The river Turia is an angry, dark brown colour. It used to run through the city centre but in 1957 burst its banks and killed 81 people. The authorities decided to reroute it, sending relief drains curving around the south of the city.

La Torre comes into view. There are cars and trucks abandoned on the road. A girl is talking on her phone. “La Torre is totally destroyed,” she tells whoever is on the other end. A man says he heard rumours eight people drowned here in a carpark. 

The streets, the buildings, everything, is soaked in a thick sludge and debris. A tractor trundles along. Piles of belongings – mattresses, chairs, a child’s bed — are stacked up on the pavements. There are concrete slabs and cars strewn around the streets. The air is thick with humming water pumps and locals brushing water from their buildings.

A dark mark halfway up the ground floor of an apartment block shows how high the water rose. Trees are uprooted. There’s barking and meowing as people leave with their pets. Police and emergency services are grouped together at the end of one street – that’s where the car park is.

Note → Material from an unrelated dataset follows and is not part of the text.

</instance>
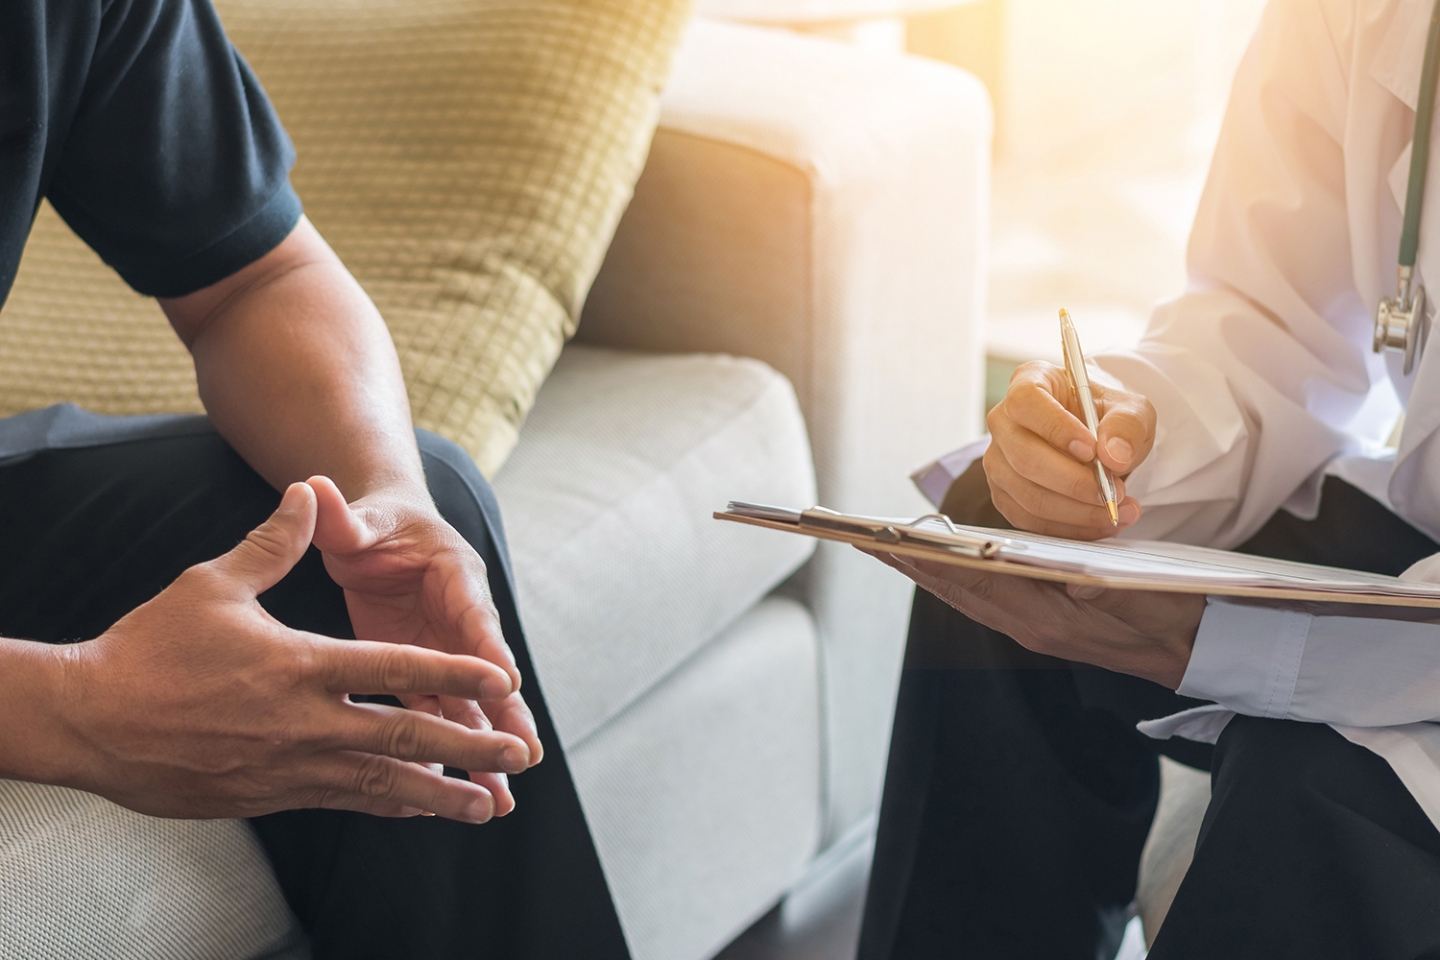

Shop shutters are ripped up and mangled. Some areas are filled with knee-high mud and are impassable. The cars are stacked on top of one another like toys. An old woman sits on a plastic chair, weeping quietly to herself. One local, María, says she knew it was getting serious “when I saw the water start to rise”. She shakes her head. “The water rose when the storm drain broke. I look out the window… we didn’t have time.”

On Monday evening, Valencia’s regional government sent a civil protection alert to everyone in the area, accompanied by an emergency alert to everyone’s phone. María says they didn’t get the alert until after 8pm, long after the flooding began. Spain’s meteorological agency had issued a red level extreme weather alert that morning. “It was a failure of those who knew about the red alert,” María says. “You know about it before this, don’t send me an alert that…” her voice trails off.

Back in the centre of Valencia, it’s as though nothing happened. People look me up and down, see my sodden shoes and trousers and then they understand where I’ve been. They look away. I read that the official death toll has risen to 155. It’s confirmed that nine bodies were discovered in the car park in La Torre. Nine people who started their day like any other, but drowned, trapped underground.